The birth of Buran

Although there was significant spaceplane research in the Soviet Union in the 1960s, it was still dwarfed by the effort the country put into its mainstream manned space program, the one that was visible to the outside world. In terms of successes, there were two distinct periods in the Soviet piloted space program in the 1960s. The first part of the decade was marked by amazing triumphs that stunned the whole world. There was the pioneering flight of Yuriy Gagarin in 1961, the first flight into space by a woman (Vostok-6 in 1963), the first three-man flight (Voskhod in 1964), and the first spacewalk (Voskhod-2 in 1965). Then things started going downhill in spec­tacular fashion. First, there was the death in January 1966 of chief designer Sergey Korolyov, the mastermind behind the Soviet Union’s early space triumphs. After a two-year gap in piloted space missions, the maiden manned flight of the Soyuz capsule ended in disaster with the death of cosmonaut Vladimir Komarov in April 1967.
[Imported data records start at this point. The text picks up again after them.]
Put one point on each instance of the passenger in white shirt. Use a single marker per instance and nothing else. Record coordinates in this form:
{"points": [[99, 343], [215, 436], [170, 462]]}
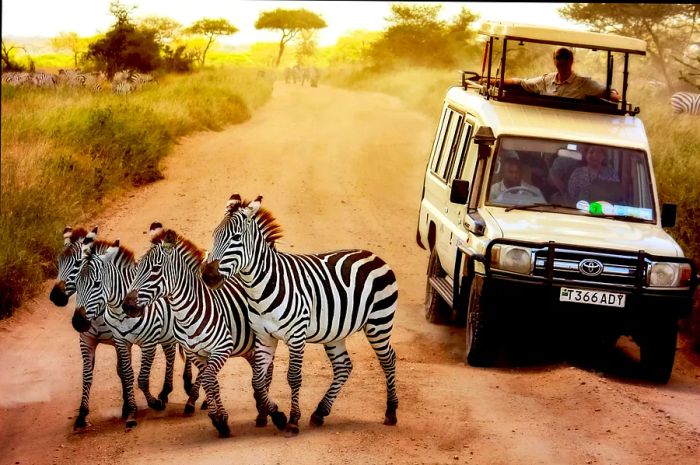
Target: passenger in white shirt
{"points": [[512, 177], [563, 83]]}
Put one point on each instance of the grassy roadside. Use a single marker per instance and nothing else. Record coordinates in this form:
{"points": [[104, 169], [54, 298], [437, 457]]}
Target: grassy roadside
{"points": [[65, 150], [674, 141]]}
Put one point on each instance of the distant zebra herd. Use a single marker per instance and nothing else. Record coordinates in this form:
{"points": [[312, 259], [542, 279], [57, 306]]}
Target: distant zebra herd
{"points": [[302, 75], [122, 83], [238, 301]]}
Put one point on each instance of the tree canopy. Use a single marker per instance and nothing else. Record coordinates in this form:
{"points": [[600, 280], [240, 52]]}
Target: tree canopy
{"points": [[290, 23], [211, 29]]}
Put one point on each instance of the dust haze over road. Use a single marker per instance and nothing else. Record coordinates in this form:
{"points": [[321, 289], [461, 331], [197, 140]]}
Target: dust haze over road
{"points": [[339, 169]]}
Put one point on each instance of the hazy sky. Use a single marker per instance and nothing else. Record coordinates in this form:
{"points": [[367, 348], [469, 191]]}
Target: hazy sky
{"points": [[87, 17]]}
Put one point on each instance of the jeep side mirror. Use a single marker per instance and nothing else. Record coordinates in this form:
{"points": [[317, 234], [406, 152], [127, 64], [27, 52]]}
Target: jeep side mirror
{"points": [[668, 215], [459, 193]]}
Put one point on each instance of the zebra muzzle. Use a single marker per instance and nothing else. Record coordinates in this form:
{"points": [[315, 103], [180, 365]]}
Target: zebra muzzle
{"points": [[58, 294], [211, 275], [80, 321], [130, 307]]}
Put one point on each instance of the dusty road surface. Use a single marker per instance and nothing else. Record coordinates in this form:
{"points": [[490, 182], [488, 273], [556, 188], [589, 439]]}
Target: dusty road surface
{"points": [[338, 169]]}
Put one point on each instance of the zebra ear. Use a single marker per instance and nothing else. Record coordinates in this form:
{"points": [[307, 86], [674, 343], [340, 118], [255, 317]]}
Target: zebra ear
{"points": [[253, 207], [233, 204], [169, 239], [112, 250]]}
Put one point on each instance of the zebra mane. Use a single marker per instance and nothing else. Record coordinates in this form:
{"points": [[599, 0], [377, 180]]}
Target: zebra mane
{"points": [[269, 227], [187, 246]]}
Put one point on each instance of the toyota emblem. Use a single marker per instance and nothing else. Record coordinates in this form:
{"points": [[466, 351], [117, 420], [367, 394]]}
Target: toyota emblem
{"points": [[590, 267]]}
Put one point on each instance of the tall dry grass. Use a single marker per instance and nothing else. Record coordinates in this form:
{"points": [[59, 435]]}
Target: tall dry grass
{"points": [[674, 141], [65, 150]]}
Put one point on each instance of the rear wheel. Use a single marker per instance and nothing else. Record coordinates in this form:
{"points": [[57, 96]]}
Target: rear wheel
{"points": [[657, 348], [436, 309], [479, 331]]}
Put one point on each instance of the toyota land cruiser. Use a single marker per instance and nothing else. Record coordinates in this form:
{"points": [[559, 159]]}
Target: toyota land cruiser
{"points": [[517, 218]]}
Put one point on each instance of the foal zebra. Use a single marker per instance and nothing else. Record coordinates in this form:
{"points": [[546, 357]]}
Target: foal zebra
{"points": [[101, 287], [211, 325], [299, 299], [685, 102]]}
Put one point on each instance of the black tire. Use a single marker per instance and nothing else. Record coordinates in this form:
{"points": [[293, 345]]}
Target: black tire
{"points": [[479, 330], [436, 309], [657, 349]]}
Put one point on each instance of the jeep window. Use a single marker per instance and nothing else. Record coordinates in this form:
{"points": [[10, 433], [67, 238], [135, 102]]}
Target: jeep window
{"points": [[447, 144], [580, 178]]}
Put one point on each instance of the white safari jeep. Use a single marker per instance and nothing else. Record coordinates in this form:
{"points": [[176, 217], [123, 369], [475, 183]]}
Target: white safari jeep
{"points": [[538, 205]]}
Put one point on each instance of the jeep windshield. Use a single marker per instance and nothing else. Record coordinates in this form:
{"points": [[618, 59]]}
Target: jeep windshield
{"points": [[571, 177]]}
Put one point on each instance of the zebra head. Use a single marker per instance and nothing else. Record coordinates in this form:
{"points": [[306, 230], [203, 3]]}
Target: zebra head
{"points": [[69, 264], [150, 282], [91, 295], [234, 241]]}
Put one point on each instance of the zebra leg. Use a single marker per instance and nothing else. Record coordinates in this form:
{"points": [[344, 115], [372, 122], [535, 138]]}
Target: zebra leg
{"points": [[148, 353], [378, 334], [342, 367], [262, 376], [87, 350], [126, 374], [296, 357], [210, 382], [194, 389], [169, 351]]}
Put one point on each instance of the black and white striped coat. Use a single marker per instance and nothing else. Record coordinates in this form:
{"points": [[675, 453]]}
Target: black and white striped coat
{"points": [[685, 102], [299, 299], [210, 325]]}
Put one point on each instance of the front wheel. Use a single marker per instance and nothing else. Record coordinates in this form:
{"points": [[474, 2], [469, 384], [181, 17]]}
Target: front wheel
{"points": [[436, 309], [657, 348], [479, 331]]}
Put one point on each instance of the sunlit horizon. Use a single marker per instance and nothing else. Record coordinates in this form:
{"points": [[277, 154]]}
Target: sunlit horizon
{"points": [[91, 17]]}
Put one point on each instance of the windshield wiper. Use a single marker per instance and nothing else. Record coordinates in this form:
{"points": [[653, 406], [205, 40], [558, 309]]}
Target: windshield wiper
{"points": [[540, 204]]}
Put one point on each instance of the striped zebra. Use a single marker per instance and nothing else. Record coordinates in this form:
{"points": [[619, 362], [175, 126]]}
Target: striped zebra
{"points": [[685, 102], [211, 325], [91, 333], [101, 286], [300, 299]]}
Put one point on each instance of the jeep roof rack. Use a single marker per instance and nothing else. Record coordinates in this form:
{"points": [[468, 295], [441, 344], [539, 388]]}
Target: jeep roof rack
{"points": [[505, 32]]}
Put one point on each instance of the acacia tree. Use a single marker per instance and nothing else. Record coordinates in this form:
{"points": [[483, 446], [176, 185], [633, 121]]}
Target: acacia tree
{"points": [[72, 42], [667, 28], [290, 23], [211, 29]]}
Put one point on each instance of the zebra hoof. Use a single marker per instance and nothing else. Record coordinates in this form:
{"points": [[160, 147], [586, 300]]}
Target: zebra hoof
{"points": [[221, 425], [189, 410], [291, 430], [316, 420], [279, 419], [157, 404]]}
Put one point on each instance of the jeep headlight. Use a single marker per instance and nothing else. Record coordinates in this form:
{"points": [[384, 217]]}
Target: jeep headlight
{"points": [[511, 258], [665, 274]]}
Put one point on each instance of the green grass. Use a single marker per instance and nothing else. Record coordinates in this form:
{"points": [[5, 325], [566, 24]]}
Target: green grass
{"points": [[65, 150], [674, 141]]}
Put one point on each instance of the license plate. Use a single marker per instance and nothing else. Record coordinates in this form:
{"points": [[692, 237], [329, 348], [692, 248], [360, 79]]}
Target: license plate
{"points": [[585, 296]]}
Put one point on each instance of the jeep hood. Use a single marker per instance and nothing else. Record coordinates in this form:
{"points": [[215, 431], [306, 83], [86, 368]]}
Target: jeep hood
{"points": [[538, 226]]}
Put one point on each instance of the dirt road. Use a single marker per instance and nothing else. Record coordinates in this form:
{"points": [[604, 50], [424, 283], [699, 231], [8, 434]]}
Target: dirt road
{"points": [[339, 169]]}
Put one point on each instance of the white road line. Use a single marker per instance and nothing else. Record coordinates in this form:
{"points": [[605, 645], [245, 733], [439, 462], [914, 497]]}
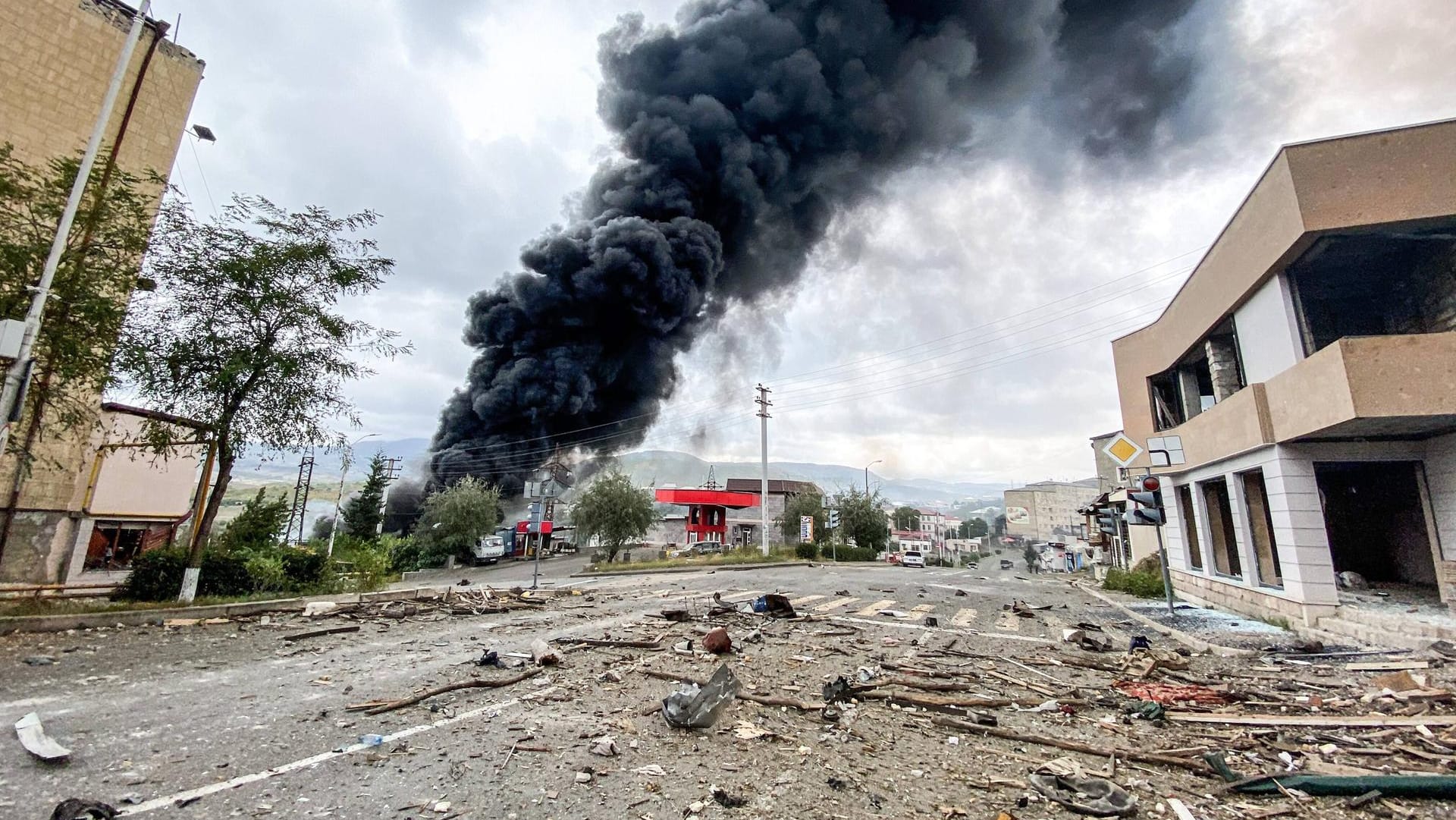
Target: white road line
{"points": [[303, 764], [875, 608]]}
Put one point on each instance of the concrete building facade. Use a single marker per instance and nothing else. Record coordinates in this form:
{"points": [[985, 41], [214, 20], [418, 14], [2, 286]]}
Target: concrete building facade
{"points": [[55, 61], [1049, 510], [1302, 383]]}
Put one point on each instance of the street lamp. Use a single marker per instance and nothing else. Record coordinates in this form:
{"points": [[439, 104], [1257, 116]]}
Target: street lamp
{"points": [[338, 501], [867, 473]]}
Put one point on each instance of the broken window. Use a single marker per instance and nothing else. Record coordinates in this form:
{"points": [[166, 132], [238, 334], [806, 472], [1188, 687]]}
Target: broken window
{"points": [[1375, 284], [1261, 528], [1190, 526], [1223, 544], [1203, 378]]}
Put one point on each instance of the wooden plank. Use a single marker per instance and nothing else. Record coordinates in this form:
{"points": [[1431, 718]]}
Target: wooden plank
{"points": [[325, 631], [1386, 666], [1353, 721]]}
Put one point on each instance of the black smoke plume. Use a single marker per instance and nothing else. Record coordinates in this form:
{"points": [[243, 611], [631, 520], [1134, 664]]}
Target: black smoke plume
{"points": [[743, 131]]}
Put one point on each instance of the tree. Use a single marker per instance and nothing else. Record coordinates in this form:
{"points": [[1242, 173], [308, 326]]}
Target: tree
{"points": [[613, 511], [322, 526], [245, 332], [797, 507], [95, 277], [864, 520], [973, 528], [908, 519], [363, 511], [258, 526], [455, 519]]}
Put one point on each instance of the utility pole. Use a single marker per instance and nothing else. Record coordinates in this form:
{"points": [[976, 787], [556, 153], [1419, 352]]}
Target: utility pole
{"points": [[17, 379], [764, 497]]}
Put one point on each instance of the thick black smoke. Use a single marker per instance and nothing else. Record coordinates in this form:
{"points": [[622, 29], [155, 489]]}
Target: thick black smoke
{"points": [[745, 130]]}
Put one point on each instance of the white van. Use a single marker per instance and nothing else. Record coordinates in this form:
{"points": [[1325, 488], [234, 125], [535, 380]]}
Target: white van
{"points": [[488, 549]]}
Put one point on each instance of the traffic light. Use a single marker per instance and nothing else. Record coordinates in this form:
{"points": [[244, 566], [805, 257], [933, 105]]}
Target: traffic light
{"points": [[1147, 504], [1107, 522]]}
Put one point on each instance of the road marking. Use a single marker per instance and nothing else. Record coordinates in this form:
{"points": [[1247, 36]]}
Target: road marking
{"points": [[924, 628], [875, 608], [306, 762]]}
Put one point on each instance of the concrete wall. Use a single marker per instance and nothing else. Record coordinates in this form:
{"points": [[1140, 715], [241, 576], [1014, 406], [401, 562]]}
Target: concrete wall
{"points": [[1269, 331], [55, 61]]}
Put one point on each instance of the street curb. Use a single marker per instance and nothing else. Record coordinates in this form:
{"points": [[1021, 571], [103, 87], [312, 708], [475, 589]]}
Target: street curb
{"points": [[1196, 644], [155, 617], [676, 570]]}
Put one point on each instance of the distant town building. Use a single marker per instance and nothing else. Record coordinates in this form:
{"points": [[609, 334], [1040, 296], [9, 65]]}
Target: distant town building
{"points": [[1049, 510], [57, 58], [1299, 392]]}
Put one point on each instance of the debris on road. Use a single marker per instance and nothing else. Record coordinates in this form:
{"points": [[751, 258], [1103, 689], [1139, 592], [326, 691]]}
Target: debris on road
{"points": [[699, 707], [74, 809], [34, 739]]}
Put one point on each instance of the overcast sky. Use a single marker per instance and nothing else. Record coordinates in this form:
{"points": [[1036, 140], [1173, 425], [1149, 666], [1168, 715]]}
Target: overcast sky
{"points": [[471, 126]]}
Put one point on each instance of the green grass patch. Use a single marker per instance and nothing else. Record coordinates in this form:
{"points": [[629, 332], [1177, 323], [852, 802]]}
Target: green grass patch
{"points": [[1141, 584]]}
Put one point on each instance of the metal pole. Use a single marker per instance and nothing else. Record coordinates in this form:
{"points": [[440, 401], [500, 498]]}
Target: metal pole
{"points": [[18, 375], [764, 497], [1168, 583], [338, 501]]}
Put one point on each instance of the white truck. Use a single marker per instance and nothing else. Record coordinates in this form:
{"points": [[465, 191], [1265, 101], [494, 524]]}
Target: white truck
{"points": [[488, 549]]}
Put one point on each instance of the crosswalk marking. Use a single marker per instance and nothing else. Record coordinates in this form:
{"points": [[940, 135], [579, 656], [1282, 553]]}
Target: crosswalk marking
{"points": [[875, 608]]}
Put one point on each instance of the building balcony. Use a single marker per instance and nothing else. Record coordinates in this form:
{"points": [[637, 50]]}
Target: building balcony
{"points": [[1397, 386]]}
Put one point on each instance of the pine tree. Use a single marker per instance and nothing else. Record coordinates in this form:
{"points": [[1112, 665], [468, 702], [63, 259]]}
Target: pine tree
{"points": [[362, 514]]}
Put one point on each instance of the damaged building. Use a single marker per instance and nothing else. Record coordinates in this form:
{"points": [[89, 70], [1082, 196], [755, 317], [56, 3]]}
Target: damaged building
{"points": [[1299, 392]]}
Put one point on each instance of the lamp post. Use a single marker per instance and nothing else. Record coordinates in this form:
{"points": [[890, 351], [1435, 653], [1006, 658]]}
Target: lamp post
{"points": [[338, 501], [867, 475]]}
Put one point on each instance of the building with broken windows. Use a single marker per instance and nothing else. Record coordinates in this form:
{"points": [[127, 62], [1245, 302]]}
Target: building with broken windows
{"points": [[1299, 392]]}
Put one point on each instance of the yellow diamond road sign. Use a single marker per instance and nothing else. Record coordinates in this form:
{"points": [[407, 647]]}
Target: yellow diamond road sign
{"points": [[1123, 449]]}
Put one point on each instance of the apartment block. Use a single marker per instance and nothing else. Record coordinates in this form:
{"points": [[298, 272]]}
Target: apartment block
{"points": [[1299, 392]]}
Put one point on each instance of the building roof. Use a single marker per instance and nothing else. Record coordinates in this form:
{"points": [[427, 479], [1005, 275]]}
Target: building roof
{"points": [[714, 497], [155, 416], [777, 485]]}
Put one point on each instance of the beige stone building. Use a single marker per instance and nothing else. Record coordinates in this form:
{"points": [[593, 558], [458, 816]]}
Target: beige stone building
{"points": [[1299, 392], [1049, 510], [55, 61]]}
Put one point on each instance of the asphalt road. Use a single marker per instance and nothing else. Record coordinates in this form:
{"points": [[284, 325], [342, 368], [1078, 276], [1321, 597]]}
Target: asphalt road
{"points": [[153, 715]]}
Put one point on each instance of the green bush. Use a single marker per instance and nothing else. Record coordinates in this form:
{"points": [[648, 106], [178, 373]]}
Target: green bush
{"points": [[155, 576], [303, 567], [1141, 584], [856, 554], [265, 571]]}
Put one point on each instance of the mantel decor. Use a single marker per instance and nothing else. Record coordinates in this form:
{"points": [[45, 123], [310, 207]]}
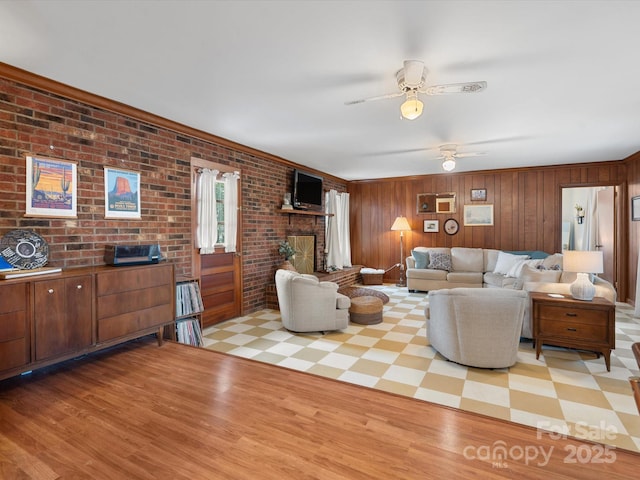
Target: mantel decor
{"points": [[121, 194], [51, 188]]}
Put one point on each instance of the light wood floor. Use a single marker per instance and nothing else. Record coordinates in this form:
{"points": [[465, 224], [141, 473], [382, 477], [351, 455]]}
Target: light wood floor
{"points": [[140, 411]]}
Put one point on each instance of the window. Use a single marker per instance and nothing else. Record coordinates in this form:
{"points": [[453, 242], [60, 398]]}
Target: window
{"points": [[220, 211]]}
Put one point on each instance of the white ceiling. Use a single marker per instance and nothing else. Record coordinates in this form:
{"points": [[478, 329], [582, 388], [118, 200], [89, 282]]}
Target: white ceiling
{"points": [[274, 75]]}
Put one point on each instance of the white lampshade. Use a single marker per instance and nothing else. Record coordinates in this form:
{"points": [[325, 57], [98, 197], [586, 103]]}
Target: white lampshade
{"points": [[582, 262], [412, 106], [401, 224], [449, 164]]}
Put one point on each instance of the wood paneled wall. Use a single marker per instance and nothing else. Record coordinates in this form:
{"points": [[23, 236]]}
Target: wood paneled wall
{"points": [[527, 210], [633, 230]]}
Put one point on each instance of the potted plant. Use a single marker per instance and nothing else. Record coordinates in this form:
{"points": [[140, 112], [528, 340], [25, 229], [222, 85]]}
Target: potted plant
{"points": [[288, 252]]}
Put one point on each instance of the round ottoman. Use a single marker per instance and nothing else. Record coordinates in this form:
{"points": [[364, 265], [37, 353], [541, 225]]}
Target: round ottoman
{"points": [[365, 310]]}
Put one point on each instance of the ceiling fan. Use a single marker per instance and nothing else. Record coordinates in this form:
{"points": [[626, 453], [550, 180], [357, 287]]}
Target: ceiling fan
{"points": [[411, 82], [449, 153]]}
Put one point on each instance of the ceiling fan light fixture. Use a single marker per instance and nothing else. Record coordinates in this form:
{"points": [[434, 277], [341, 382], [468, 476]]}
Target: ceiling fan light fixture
{"points": [[412, 106], [448, 164]]}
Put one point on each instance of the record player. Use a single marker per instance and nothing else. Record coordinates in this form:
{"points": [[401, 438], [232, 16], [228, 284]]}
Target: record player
{"points": [[132, 254]]}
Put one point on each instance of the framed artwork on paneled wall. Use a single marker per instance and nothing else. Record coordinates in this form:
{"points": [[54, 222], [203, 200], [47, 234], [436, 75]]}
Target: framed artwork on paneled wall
{"points": [[635, 208], [431, 226], [478, 215]]}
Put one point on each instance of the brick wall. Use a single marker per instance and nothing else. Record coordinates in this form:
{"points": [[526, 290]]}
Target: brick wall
{"points": [[33, 121]]}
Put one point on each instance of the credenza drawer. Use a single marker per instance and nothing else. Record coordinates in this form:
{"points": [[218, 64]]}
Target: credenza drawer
{"points": [[573, 315], [575, 330]]}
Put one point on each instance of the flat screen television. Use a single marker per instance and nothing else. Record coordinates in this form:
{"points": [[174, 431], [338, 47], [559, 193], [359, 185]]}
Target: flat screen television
{"points": [[307, 191]]}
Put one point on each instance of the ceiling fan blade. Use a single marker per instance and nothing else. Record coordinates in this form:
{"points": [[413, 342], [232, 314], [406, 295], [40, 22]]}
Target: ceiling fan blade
{"points": [[413, 71], [379, 97], [468, 87]]}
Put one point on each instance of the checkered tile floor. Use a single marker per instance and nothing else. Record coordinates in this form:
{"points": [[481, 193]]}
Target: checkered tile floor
{"points": [[564, 391]]}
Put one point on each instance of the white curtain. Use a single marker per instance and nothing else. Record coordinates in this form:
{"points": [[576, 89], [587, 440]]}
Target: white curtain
{"points": [[230, 210], [207, 228], [587, 232], [337, 233]]}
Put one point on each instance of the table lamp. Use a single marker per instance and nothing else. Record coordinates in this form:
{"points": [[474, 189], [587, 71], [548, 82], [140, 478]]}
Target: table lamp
{"points": [[582, 262], [401, 225]]}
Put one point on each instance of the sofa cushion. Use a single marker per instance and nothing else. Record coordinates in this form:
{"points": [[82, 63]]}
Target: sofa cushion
{"points": [[440, 261], [497, 280], [427, 274], [465, 277], [490, 259], [516, 269], [506, 261], [530, 274], [421, 258], [553, 262], [467, 259]]}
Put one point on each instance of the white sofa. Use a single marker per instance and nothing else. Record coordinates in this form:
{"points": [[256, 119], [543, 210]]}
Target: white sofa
{"points": [[489, 268], [468, 267], [309, 305]]}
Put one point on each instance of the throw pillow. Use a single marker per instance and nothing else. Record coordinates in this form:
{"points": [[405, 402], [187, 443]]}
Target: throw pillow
{"points": [[440, 261], [506, 261], [553, 262], [530, 274], [421, 258], [516, 269]]}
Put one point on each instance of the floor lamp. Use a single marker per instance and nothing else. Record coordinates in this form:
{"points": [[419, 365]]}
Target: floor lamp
{"points": [[401, 225]]}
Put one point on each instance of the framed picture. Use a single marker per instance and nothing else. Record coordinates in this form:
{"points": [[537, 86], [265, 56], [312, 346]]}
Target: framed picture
{"points": [[52, 188], [426, 203], [478, 194], [121, 193], [478, 215], [635, 208], [431, 226]]}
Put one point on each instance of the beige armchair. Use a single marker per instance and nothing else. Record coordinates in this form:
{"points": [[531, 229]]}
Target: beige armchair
{"points": [[479, 327], [309, 305]]}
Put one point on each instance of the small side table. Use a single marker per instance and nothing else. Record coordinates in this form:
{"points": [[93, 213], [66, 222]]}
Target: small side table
{"points": [[570, 323]]}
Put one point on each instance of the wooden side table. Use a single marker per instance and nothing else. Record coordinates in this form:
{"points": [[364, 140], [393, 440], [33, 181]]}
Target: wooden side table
{"points": [[570, 323]]}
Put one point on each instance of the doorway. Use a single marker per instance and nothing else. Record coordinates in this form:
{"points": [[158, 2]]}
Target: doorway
{"points": [[219, 272], [589, 223]]}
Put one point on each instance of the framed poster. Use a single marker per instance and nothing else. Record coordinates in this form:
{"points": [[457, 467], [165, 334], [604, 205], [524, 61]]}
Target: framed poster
{"points": [[121, 193], [478, 194], [431, 226], [51, 188], [478, 215]]}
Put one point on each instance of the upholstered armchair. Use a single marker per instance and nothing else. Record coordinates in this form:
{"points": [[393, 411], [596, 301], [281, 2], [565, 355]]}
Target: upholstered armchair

Meanwhile, in August 1964 the Soviet Union had secretly decided to send men to the Moon in response to the Apollo program, kicked off three years earlier by President Kennedy’s announcement in May 1961. The Soviet piloted Moon program was to be carried out in two stages, beginning with manned circumlunar flights (using the L-1 capsules and the Proton rocket) and culminating in manned landings on the lunar surface (using the L-3 complex and the massive N-1 rocket). While the Russians came relatively close to beating America in the circumlunar race, they never stood a chance of upstaging the United States in putting a man on the Moon. Already months behind schedule, the L-3 lunar-landing program was thrown into complete disarray by the catastrophic failure of the first two test flights of the N-1 rocket in February and July 1969.

At the same time, the Soyuz program continued as an independent effort, with a couple of missions flown in 1968 and 1969 (albeit with mixed success). While Soyuz shared many features with the manned lunar craft, the Soyuz program, essentially a

remnant of a canceled circumlunar project of the early 1960s, lacked a clear sense of direction.

Realizing that the ailing Soviet manned space program needed a fresh impetus, a small group of engineers within the Korolyov design bureau started working out plans in mid-1969 for an Earth-orbiting space station (Long-term Orbital Station or DOS) that could be built relatively quickly using available technology and would use Soyuz as a ferry vehicle. By early 1970 they saw their plans approved with the release of a key government decree that would determine the course of the Soviet Union’s piloted space activities for the remainder of the century. After a herculean effort lasting just over one year, the space station, officially dubbed Salyut, rocketed into orbit in April 1971. Unfortunately, the three cosmonauts who boarded the station two months later died during the return to Earth.